In light of the horrific event that recently occurred in Florida, schools across the nation have taken the initiative to strengthen the protection of their campuses and ensure the safety of their students.

Students, parents and community members in many states are also stepping up, participating in walkouts and protests against gun violence and demanding better gun control laws.
In the Palos Verdes area, the threats of a school shooter are minimal compared to those in other districts. However, that does not guarantee that there will never be one. Peninsula has a lock-down drill once a year, briefly explaining what to do in case of an active shooter coming on campus.
The drills are held during class time, when students are under the control of their teachers. But what happens if this were to happen during lunch or a passing period?
Since we live in a community where students are not frequently exposed to dangerous situations, many cannot even imagine something like this happening. But, then again, the students in Florida did not see it coming either.
We walk around campus laughing with our friends, learning in the classrooms and participating in all our extracurriculars activities without giving our own safety a second thought because we know we are safe. We know that the teachers, staff and administrators have a plan that will be put into action when it comes down to it.

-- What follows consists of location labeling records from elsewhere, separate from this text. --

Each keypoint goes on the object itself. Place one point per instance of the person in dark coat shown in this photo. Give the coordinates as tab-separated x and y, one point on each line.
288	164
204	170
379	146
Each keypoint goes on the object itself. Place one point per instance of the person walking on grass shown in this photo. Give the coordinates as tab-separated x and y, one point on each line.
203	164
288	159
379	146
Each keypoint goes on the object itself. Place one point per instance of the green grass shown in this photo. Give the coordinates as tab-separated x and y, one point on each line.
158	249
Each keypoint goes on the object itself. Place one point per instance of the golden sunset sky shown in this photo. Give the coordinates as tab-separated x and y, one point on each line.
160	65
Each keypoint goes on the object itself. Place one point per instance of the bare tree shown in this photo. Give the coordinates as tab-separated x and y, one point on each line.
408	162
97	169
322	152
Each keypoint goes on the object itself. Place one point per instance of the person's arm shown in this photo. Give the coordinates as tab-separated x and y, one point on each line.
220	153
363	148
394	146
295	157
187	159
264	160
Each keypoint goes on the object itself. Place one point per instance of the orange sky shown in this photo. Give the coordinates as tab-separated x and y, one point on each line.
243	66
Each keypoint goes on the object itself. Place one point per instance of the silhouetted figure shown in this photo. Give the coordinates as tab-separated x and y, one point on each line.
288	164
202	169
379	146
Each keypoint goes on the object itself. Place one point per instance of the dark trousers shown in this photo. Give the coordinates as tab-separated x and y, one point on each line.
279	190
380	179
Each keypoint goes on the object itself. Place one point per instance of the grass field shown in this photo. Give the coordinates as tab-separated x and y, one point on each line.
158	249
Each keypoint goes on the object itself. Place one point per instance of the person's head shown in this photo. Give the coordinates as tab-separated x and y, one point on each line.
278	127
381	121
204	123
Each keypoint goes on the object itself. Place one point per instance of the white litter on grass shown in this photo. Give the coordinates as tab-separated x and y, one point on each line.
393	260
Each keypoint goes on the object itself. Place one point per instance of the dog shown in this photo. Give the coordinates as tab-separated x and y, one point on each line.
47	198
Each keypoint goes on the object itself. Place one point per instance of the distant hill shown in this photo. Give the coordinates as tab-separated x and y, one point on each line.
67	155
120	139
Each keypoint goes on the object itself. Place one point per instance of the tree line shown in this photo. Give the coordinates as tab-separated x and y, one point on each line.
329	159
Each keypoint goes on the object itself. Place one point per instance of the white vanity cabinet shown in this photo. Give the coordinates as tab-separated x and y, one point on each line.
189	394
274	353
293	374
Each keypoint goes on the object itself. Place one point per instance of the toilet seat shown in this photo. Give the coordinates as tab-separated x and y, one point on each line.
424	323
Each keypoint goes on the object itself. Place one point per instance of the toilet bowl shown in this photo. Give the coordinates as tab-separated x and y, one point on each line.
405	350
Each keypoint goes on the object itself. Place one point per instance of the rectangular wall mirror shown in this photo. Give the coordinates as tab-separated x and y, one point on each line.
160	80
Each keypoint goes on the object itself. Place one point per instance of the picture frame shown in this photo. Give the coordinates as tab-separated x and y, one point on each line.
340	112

Parents drop off their children everyday and leave them there for eight hours and more because they know they are under the protection of everyone on the campus. We are blessed to be in an area where we take the necessary precautions to limit the danger that could potentially present itself on school campuses.
However, there’s no such thing as too much preparation. While all classrooms were issued black felt pieces that cover up the windows on the doors, there are huge gaping windows in the middle of the classroom with no blinds.
While there are drills for lock-downs, students do not take them as seriously as they should. In the eyes of students and the administrator alike, everything might seem trivial until something actually happens.
But it should not take someone to come onto campus and fire a shot for the school to implement a change. Not only does my heart go out to the people in Florida who were affected, but also to those students who had the courage to stand up and take charge; their voices echoing nationwide.
Nina Li is a junior at Peninsula High and Opinion Editor of the campus newspaper the Pen.